In today’s world, thankfully we have many tools at our disposal to positively impact the natural history of disease.  However, there is still a right time within that natural history to take action and a right time to wait and let nature take its course.  Even today, the good doctor, nurse and therapist understands that and is able to time both the diagnostic tests and the therapy in such a way as to maximize the benefits and minimize the risks. 

This is very difficult in practice.  Patients come in with their own beliefs that are set by our society.  Physicians, nurses and other health professionals are not immune to those cultural norms.    We live in a world of immediacy.  We live in a culture and in a country in which the central myth is that death and illness is optional: a culture that has a world view that every problem has an immediate solution and every illness can be cured immediately if only you could find the right doctor or the right therapy to make it happen now!  That is not reality.  Even in these United States, life is a fatal illness and the natural history of disease still holds sway.  This holds true for all illnesses. 

A personal example exemplifies this principle. 

Someone very close to me developed an enlarged lymph node under her jaw.  She went to her doctor who examined it and told her that while he did not think it was anything dangerous, he wanted to watch it.  He carefully examined and measured it and arranged to see her one month later.  He told her that while it was probably a “reactive” node from some infection that was not apparent, it might be a lymphoma or some other cancer.  Even though that life threatening diagnosis was possible, he was right to follow its natural history and evaluate it by seeing her in a month.  My relative spoke to me every step of the way and I played the role of keeping her patient and calm in order to allow her the maximum benefits of medical care.  At that point in time, the risk of doing anything other than watching the node over time was greater than the possible benefit of a definitive diagnosis.  The doctor took a stepwise, time based approach moving from less invasive testing to more invasive over a six month period, all the time carefully monitoring the node to see if it enlarged or shrunk or changed in any way.  After 6 months of this careful watching and waiting, surgery was done to remove the node with all of its attendant risks which in this case included such dangerous outcomes as facial paralysis.  Thankfully it showed no cancer and the surgery was done without any untoward incident or complications.  The stepwise, time based way in which the care was done was absolutely correct to minimize the risks while maximizing the potential benefits.  The anxiety that it caused was real and my loved one needed support to manage that fear in order to obtain the value of that "best" care approach.  That is the way that medicine should be practiced.  Yet in our immediacy society, it rarely is done in that way. 

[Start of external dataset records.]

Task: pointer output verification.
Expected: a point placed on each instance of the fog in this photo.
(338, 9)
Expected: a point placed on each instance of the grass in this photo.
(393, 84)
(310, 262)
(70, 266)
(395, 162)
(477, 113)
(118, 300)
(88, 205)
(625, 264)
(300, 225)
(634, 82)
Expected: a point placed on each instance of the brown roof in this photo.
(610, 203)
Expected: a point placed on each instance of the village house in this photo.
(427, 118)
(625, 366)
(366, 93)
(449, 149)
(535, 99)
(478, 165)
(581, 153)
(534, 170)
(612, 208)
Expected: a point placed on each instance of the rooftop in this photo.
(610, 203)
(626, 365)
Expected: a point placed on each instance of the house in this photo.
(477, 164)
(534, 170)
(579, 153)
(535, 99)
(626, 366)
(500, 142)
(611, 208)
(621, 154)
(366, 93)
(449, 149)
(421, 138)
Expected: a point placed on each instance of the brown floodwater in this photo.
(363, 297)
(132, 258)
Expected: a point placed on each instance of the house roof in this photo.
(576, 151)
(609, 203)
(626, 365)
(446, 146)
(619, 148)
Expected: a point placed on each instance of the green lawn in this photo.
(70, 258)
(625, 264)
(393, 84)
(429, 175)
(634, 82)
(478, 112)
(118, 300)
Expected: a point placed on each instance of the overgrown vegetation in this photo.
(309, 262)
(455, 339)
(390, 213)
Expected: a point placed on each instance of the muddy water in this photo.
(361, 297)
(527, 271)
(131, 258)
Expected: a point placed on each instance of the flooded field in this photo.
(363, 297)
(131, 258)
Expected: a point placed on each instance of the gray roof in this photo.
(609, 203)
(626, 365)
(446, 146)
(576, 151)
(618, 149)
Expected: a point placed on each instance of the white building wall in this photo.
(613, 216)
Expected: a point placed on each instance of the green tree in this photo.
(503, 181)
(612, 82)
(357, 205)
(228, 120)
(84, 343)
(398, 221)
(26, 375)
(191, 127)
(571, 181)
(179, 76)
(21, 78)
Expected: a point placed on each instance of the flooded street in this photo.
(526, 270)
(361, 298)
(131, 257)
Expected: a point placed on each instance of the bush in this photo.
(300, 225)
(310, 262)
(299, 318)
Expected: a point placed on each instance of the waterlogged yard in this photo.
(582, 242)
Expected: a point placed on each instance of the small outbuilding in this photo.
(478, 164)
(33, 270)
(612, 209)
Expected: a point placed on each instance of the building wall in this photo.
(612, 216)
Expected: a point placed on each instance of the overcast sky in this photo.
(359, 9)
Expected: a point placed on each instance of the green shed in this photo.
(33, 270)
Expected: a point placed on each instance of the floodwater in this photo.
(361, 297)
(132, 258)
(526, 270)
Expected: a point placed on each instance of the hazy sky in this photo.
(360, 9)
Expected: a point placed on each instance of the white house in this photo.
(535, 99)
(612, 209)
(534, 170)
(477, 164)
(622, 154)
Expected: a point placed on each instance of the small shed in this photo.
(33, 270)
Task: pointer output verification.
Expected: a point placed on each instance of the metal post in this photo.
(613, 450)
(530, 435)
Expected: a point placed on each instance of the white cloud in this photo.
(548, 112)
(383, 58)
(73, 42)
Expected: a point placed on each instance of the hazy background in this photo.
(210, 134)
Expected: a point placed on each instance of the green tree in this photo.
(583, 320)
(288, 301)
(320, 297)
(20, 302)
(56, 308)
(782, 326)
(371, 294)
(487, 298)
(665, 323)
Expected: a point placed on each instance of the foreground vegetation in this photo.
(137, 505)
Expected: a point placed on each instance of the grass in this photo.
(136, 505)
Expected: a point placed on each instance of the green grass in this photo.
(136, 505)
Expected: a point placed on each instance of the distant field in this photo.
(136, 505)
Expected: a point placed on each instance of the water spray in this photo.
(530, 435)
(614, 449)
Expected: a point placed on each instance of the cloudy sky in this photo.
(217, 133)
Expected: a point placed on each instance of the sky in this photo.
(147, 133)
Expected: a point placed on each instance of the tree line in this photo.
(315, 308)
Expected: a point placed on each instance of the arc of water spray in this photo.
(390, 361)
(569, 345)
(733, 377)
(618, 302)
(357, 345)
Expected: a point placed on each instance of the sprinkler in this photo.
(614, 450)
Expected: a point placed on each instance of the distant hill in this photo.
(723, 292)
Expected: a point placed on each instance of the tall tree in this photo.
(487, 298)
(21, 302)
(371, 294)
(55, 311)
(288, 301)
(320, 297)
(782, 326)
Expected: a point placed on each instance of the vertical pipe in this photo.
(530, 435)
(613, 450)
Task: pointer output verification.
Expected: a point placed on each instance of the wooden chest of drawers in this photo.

Thus in our impatient, immediate world, it is not enough to stop and smell the roses.  When stopping our busy lives to experience the beauty around us is impaired by illness, fear and whatever personal emotional issues overcome us, we need to also stop and work with our health professionals to time our evaluation and treatment in such a way as to acknowledge the progressive basis of care, minimize the risks of evaluation and therapy, and maximize the potential benefits of our interactions.  Only then will we, as patients, really be getting the best care possible.